Mel Fisher was ambling about town when a local who'd heard the radio told him the news. "Holy ----!" cried the dreamer. "Fantabulous!" Soon he was aboard ship, holding court atop a makeshift throne of 200 silver bars, serenaded by singer Jimmy Buffett crooning "Margaritaville." He'd taken a boat out to provide a one-man victory concert.

It was the first day back on the job since Hurricane Bob set back the Atocha salvage, and divers like Andy Metroci were busy jumping off the stern. With slippery silver sulfide on deck from encrusted bars, visitors skidded about the rolling ship in deck shoes. The crew tried soap and water, scrubbing away, but soon it was Ice Capades again.

"I'm still floating," said Metroci, a five-year veteran with Fisher. He was breathing hard after 90 minutes below.

"I'm still not here on this earth," he said. "It's 20 times better than being a winning quarterback in the Super Bowl. Thousands of times I'd been in the water, and suddenly there it was."

It was like that five years back when he touched his first gold bar at the Margarita wreck -- a three-pound pie-shaped slice of a 16-pound gold disk.

"It was so heavy," he says. "I felt like I could walk on water."

Now he can't sleep. And when he does manage to doze off, he has a recurring dream: he's swimming in a pool and everywhere there is gold, silver, treasure chests. He loves his work, gliding about a world of silence, beauty, history and death.

Metroci gave up $30,000 a year as a hard-hat diver working underwater construction to hunt treasure for Fisher at $102 a week. "I don't make a lot of money," he says. "But I'm happy. How many people can say that when they're driving to the office?"

Soon one of the marine archeologists had him hooked on Spanish history. "You get addicted to it," he says. "It's like a drug." And when he gets paid, it's often in pieces of eight. Last week, he sold a coin for $800 to pay the rent.

Armed with his bonus gold bar for the find, Kane Fisher walked into a local Buick dealer last week, plopped down the gold and drove off in a new Electra. Others tried to fathom the historic proportion of it all.

"These ships were the space shuttles of the 17th century," reflected photographer Kincaid, 39. "I'll never have a chance to walk on the moon, but this is just as good."

For others, it was part Love Boat, part A-Team, with 35 armed guards ready to defend the Atocha from interlopers. What if they actually shoot someone? And what if they bleed? Let the sharks feed. But the silver fishing might have to come to a halt. And what would Ralph, the friendly barracuda, think about blood in the water? "We don't want to shoot anybody," says Fisher.

Still there was talk of pirates and gunfights, of how to defend against James Bond types out to make off with the bars underwater. Or the Cuban navy?

"It's sooo American to guard your treasure," laughed a French photographer. "It's like a western."

Near the ladder, one Chicago investor suited up to inspect his goods.
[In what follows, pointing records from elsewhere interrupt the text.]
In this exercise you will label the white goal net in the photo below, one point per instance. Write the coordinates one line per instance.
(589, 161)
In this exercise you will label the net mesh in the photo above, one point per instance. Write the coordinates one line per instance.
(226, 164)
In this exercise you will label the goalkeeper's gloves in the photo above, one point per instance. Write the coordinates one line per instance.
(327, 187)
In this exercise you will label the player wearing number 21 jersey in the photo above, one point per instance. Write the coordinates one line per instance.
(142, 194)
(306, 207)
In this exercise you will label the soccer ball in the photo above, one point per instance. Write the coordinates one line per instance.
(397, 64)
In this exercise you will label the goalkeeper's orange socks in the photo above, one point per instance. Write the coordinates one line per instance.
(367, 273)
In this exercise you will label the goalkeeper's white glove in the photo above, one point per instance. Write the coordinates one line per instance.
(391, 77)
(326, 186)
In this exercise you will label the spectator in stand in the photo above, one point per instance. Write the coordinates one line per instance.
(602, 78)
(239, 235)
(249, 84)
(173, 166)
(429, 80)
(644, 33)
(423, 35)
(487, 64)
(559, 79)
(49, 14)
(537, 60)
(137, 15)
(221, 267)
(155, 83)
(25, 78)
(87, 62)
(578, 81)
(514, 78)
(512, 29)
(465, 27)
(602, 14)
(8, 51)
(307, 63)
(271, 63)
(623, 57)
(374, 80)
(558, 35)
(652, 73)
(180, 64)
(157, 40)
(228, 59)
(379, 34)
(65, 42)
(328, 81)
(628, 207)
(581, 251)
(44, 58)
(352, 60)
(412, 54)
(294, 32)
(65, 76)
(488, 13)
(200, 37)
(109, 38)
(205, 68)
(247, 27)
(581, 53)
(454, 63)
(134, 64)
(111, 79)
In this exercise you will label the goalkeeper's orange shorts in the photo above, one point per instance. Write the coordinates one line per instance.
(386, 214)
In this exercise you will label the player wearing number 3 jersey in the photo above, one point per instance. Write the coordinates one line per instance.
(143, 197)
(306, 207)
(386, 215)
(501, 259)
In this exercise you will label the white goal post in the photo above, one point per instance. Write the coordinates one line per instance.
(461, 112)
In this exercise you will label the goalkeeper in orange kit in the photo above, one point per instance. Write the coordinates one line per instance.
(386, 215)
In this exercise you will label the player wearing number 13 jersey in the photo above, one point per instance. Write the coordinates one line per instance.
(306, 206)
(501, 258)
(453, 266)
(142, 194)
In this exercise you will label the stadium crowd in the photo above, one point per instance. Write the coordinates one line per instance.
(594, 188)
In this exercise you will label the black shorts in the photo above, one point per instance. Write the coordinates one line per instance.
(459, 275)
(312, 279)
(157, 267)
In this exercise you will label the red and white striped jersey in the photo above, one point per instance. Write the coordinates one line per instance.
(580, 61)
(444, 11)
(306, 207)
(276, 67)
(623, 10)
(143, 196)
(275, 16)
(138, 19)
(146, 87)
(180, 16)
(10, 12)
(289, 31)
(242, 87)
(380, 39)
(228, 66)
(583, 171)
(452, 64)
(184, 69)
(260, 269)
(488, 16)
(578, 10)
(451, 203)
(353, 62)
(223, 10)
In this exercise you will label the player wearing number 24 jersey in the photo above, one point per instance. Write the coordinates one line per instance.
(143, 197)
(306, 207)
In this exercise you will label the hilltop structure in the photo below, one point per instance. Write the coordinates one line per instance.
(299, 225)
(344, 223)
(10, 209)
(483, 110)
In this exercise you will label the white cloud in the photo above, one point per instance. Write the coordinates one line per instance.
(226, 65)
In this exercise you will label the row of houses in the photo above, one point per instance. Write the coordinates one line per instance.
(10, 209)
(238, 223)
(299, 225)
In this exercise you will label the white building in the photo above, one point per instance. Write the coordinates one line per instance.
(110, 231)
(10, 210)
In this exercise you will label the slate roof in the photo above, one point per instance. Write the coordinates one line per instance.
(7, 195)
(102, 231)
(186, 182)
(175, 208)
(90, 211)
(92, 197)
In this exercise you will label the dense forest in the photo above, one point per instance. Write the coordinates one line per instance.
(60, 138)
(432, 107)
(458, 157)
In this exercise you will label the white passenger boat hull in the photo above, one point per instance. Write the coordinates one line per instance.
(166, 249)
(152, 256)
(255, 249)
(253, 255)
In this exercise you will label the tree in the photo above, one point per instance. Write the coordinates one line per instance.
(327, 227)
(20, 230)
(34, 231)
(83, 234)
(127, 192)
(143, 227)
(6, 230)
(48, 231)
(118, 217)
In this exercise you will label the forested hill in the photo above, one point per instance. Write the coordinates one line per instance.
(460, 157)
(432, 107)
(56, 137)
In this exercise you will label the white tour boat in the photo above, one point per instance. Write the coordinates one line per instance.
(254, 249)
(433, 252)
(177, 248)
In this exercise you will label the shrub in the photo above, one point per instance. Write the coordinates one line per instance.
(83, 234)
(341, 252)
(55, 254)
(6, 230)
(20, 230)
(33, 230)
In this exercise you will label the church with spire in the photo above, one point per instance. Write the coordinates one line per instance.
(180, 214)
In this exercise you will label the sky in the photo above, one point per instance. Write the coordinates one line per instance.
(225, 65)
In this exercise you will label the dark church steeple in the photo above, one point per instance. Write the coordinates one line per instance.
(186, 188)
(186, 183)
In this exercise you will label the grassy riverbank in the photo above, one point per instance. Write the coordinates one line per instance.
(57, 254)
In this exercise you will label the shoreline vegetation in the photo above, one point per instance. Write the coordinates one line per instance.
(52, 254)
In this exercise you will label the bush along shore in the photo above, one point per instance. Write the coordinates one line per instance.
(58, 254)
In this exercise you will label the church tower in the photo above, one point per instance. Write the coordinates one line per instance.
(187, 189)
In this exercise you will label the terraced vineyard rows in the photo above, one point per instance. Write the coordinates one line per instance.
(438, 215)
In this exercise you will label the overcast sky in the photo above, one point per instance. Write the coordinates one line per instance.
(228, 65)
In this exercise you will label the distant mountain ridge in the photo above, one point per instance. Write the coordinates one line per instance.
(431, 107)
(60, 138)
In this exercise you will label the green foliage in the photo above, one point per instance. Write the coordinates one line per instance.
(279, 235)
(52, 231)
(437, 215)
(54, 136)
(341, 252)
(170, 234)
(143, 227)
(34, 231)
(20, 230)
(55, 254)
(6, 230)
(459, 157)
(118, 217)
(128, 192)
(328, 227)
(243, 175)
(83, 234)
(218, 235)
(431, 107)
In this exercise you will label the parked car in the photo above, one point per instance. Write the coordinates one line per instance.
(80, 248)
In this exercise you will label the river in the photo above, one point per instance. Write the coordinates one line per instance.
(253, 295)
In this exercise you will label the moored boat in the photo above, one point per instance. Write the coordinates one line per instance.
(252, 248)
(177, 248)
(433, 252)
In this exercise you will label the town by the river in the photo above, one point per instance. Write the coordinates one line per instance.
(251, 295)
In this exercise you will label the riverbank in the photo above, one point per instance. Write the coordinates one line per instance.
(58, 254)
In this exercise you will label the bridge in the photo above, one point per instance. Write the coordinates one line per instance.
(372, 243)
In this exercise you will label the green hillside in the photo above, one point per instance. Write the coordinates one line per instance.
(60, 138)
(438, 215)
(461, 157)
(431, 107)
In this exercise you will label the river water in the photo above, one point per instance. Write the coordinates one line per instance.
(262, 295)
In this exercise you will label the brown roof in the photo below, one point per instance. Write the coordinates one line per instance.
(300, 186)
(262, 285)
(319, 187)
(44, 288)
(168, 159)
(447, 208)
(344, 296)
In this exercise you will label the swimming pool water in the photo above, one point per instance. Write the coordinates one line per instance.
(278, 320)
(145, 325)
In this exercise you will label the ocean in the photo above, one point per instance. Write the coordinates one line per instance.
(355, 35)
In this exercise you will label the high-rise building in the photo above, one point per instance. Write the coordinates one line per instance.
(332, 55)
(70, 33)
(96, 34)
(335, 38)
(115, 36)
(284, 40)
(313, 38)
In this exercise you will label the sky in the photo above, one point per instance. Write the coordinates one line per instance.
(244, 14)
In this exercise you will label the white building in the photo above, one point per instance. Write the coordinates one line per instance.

He had $100,000 in the deal, and figured his take at $2 million.

"See ya later," he said, diving overboard. "Gotta go to the bank."

Then it was time to go, as visitors climbed into a 39-foot charter boat, its 620-horsepower Detroit diesels revving through the light chop. Skipper Bill Kieldsen, 40, an 18-carat gold marlin about his neck, a gold Rolex on a wrist, nodded at the spot where the Atocha lay.

"I've trolled right over it for years," he said, shaking his head. "Going for grouper."

So what's the message? What's the moral of the story?

"If you have a dream you believe in," says Deo Fisher, "go for it!"